Bills have been introduced which would change the cap, the minimum wage, and place restrictions on H-1B dependent firms. However, it appears that any changes for the current filing season are unlikely.
On March 8, 2017, White House Press Secretary Sean Spicer stated:
“I think there is the legal part of immigration and then the illegal part of immigration. The President’s actions that he’s taken in terms of his executive order and other revamping of immigration policy have focused on our border security, keeping our country safe, our people safe. And then, obviously, whether it’s H-1B visas or the other one — spousal visas — other areas of student visas, I think there is a natural desire to have a full look at — a comprehensive look at that.”
The Press Secretary did not indicate that there would be any changes to the H-1B program before the April 1st filling.

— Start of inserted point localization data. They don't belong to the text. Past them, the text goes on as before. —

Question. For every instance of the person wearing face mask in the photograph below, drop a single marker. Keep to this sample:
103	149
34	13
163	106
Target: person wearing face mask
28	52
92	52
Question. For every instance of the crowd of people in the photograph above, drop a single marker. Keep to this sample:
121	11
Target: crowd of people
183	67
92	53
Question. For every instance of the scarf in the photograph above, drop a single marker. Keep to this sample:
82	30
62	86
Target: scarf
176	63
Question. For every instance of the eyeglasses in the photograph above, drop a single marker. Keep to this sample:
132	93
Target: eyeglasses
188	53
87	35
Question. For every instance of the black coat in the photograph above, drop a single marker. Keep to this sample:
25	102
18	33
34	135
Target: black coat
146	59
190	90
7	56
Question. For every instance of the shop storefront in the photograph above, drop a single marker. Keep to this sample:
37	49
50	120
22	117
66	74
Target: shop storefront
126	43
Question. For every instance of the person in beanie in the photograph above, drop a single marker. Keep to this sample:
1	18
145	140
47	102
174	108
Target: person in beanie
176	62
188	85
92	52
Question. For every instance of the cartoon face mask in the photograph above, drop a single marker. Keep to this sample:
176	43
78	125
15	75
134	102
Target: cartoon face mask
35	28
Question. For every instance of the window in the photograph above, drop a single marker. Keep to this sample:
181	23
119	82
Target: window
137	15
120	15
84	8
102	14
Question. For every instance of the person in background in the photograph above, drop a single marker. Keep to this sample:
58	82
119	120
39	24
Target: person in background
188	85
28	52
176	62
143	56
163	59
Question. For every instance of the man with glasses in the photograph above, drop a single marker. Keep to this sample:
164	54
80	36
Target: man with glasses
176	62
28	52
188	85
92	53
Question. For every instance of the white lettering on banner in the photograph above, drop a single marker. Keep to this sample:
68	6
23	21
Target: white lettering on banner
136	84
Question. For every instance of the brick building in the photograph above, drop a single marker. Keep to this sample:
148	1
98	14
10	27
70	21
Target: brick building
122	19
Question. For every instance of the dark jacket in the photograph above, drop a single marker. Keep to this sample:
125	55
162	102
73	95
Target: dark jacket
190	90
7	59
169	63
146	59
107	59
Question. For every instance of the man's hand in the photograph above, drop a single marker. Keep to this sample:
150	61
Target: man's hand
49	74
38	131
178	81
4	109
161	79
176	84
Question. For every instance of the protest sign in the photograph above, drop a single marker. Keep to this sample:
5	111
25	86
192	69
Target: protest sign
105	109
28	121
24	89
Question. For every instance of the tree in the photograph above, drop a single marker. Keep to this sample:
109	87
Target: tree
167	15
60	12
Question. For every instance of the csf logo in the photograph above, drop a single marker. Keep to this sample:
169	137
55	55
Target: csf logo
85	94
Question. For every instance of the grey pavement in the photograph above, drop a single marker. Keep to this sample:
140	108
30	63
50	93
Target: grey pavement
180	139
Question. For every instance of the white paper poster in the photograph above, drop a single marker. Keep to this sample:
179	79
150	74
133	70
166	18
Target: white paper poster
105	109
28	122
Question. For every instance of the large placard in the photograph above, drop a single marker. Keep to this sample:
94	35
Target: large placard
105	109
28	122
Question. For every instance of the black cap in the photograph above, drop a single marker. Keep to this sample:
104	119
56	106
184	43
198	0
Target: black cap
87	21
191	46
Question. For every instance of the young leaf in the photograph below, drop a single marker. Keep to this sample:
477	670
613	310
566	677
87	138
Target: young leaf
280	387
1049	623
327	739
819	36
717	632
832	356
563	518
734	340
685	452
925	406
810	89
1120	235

The cap will remain at 85,000 visas and the prevailing wage at $60,000.
His statement highlights the Trump Administration’s focus on undocumented immigrants and national security than changing legal immigration programs. However, changes to immigrant and non-immigrant visa programs are ahead. “He (Trump) would like to see reforms to those programs, as I would,” Sen. Cotton (R-Ark.) said.
Although immediate changes may not be inevitable, the Administration has pledged, as Spicer stated, to take a “comprehensive look” at the non-immigrant visa programs including the H-1B.

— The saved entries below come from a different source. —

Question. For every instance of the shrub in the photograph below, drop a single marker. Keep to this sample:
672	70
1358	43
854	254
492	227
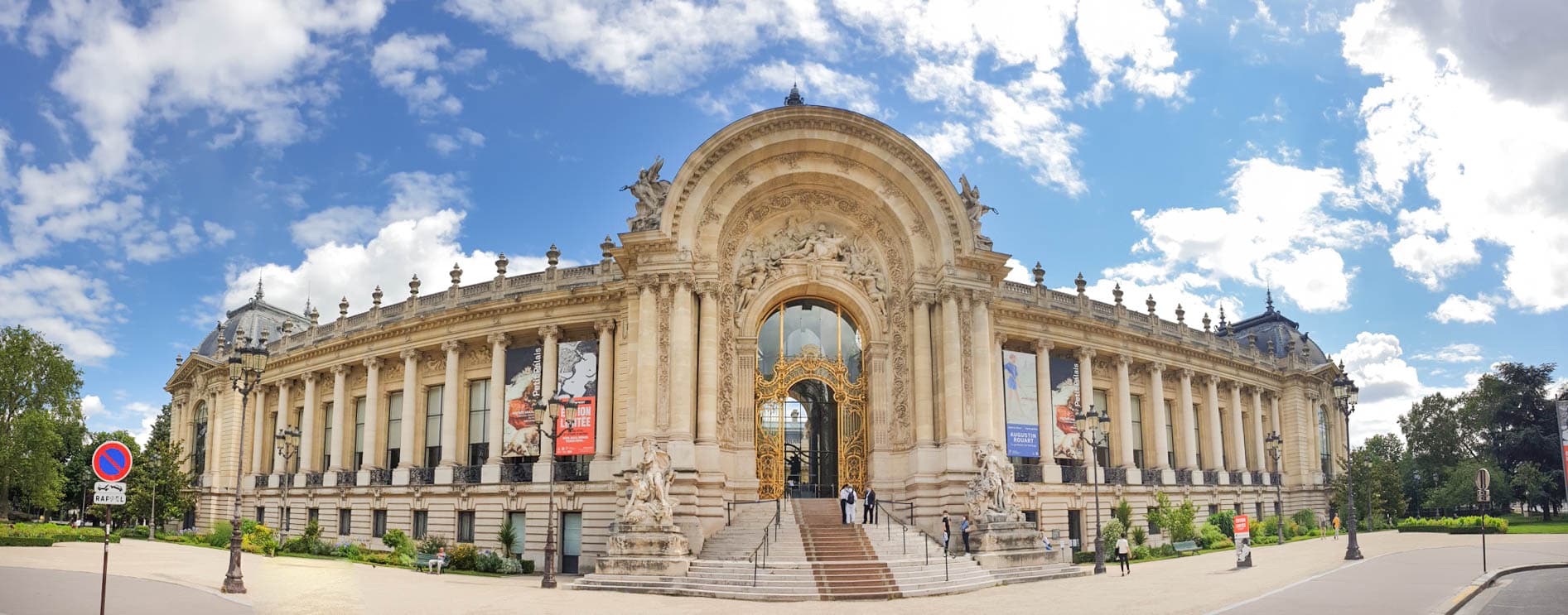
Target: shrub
465	555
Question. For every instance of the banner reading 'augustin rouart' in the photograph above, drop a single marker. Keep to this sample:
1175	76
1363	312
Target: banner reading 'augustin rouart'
1018	401
1065	401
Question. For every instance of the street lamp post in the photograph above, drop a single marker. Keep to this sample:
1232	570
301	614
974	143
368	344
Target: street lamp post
551	430
1346	391
245	371
1093	427
1275	449
287	446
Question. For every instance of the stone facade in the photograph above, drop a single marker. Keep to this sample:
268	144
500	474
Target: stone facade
795	201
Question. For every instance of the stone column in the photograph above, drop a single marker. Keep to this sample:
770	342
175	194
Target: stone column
1162	444
1189	440
449	405
282	424
1238	429
374	455
498	399
407	455
683	368
1258	432
952	369
1214	457
549	382
1087	387
1123	418
307	454
642	420
1045	405
339	408
604	406
921	371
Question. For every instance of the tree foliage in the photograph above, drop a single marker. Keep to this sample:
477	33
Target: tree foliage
40	404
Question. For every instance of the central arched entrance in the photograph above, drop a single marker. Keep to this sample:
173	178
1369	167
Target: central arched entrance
811	401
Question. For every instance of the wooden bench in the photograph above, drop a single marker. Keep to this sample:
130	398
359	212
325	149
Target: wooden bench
424	562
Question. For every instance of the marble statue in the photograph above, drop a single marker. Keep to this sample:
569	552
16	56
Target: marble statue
649	192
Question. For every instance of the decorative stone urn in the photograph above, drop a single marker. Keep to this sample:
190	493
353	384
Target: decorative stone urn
644	541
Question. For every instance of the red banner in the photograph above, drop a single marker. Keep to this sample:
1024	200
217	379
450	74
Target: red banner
581	436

The Reforming American Immigration for Strong Employment (RAISE) Act, for example, which has been introduced by Senators Tom Cotton and David Perdue threatens to reduce overall Immigration by 41% in its first year and 50% by year 10. The RAISE Act promises to, “… raise American workers’ wages by reducing overall immigration by half and rebalancing the system toward employment-based visas and immediate family household members.”

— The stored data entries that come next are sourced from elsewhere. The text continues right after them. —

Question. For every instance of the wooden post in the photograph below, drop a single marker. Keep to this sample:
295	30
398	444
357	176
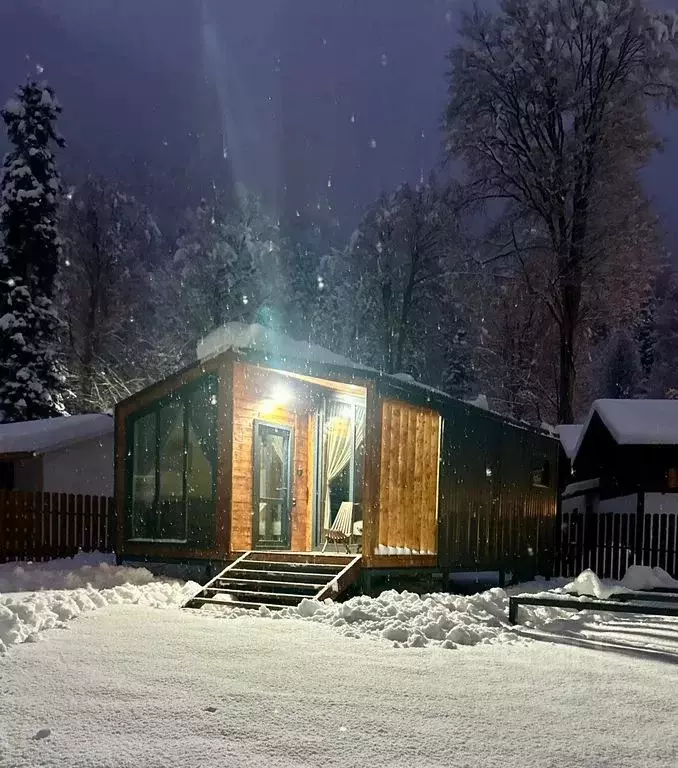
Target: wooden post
640	526
225	458
372	472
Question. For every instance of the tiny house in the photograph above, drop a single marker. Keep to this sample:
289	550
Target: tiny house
265	443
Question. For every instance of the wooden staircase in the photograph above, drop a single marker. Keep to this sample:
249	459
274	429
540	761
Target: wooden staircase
278	579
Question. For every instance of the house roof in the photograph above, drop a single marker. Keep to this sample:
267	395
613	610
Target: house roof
279	350
636	422
44	435
240	336
569	436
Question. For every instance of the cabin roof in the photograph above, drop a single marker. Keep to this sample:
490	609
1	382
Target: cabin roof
258	343
569	436
635	422
44	435
257	338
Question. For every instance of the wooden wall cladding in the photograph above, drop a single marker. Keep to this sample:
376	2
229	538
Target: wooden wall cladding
408	485
252	386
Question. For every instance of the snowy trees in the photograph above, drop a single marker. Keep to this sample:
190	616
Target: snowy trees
225	268
622	369
548	110
398	267
109	240
31	379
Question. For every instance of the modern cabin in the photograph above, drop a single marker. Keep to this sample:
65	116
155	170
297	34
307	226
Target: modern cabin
267	445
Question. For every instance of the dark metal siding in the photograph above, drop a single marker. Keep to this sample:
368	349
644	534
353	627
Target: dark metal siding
492	515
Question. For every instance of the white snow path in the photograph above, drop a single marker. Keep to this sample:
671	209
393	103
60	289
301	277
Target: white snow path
130	686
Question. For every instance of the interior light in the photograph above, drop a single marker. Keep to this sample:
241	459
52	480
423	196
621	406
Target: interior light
281	394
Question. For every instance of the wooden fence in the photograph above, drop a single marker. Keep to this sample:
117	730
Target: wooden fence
609	542
44	526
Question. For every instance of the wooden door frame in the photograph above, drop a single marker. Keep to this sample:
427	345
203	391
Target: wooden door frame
286	526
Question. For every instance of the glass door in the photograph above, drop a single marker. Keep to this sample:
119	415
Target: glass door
272	486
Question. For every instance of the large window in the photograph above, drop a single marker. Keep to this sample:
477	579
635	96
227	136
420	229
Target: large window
172	467
341	458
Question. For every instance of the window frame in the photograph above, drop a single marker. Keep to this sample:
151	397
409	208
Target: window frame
183	394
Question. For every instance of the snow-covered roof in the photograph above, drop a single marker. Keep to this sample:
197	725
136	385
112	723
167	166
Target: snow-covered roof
575	489
44	435
240	336
569	436
243	337
636	422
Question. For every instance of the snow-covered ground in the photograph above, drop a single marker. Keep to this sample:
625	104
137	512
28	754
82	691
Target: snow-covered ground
397	680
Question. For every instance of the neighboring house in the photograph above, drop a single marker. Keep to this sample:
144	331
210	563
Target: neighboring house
620	503
264	441
569	437
66	454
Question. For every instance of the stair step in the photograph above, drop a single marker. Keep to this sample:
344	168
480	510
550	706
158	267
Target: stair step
280	574
288	584
324	567
258	594
197	602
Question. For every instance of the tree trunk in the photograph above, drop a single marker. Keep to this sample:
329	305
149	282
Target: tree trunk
571	301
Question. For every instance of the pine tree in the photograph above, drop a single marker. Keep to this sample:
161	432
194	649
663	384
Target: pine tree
109	243
622	371
32	384
549	112
663	380
225	269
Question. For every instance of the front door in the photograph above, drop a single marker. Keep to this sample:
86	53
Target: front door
272	486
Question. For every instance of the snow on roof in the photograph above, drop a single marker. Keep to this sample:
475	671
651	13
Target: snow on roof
240	336
636	422
576	489
44	435
569	436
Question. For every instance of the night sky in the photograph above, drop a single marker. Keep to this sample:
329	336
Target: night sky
309	102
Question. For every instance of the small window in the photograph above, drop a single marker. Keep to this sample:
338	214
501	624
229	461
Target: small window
541	477
6	475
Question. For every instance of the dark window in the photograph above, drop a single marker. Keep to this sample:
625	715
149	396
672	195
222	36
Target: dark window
172	462
6	475
541	477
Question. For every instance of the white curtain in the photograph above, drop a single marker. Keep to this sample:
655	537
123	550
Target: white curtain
338	447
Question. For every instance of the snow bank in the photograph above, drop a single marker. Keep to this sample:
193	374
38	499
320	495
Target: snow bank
643	577
587	583
409	620
637	577
23	617
92	569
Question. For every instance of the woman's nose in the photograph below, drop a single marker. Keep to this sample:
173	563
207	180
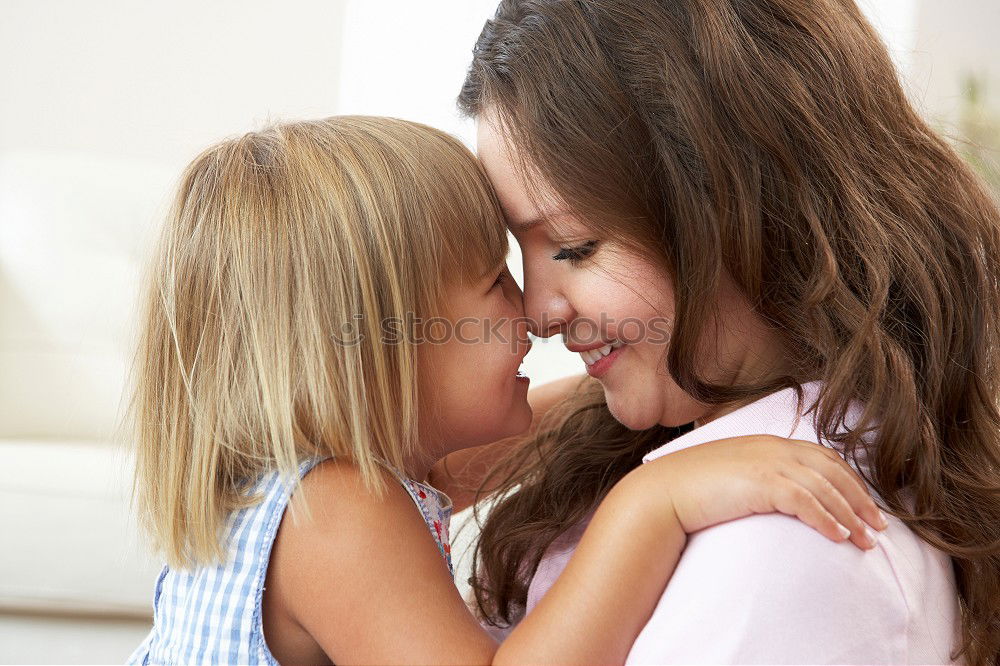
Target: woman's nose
547	310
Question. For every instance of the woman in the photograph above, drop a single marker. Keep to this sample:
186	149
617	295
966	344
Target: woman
752	172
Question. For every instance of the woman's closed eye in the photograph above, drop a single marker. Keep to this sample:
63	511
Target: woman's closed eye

The act would accomplish this by ending the H-1B visa lottery and opting for a merit-based system, limiting annual refugee admission to 50,000, reducing family-sponsored immigrants from 480,000 to 88,000 while introducing a W-visa for parents of adult US citizens. W-visa holders would not be eligible to receive public benefits.
The Act asserts strong limitations on family-sponsored visas with the aim of,
“…retain(ing) immigration preferences for the spouses and minor children of U.S. citizens and legal permanent residents while eliminating preferences for certain categories of extended and adult family members.”
Denying visas for immediate relatives of citizens and legal permanent residents would drastically reduce the number of immigrants coming into the country while creating a preference for the young (children) and the old (parents) while eliminating visas for the working ages. The working ages are the most productive.
The RAISE Act assumed it will “help raise American workers’ wages”. In reality, immigration and diversity in the workplace increases wages. A study from Dr. Abigail Cook, assistant professor at SUNY-Buffalo, found that as diversity in the workplace rose one standard deviation, wages increased by 1.6%. A similar rise in the city as a whole increased wages by 6.0%.
This, in conjunction with the findings of an American Institute of Economic Research study that found that age, gender, and race, are all greater determining factors in wage differentiation than immigration, shows that H-1B and other visas are not destroying wages or eliminating jobs for Americans.
In the months ahead, passage of the RAISE Act or similar legislative measures could mean changes to the H-1B and other visa programs even if they don’t occur immediately. Although the administration is currently focused on non-documented persons, comprehensive changes could be in store for legal immigration. Sectors that utilize these visa options to obtain workers with the skill and training to fill specialized positions should brace for a disruption in their usual hiring routine.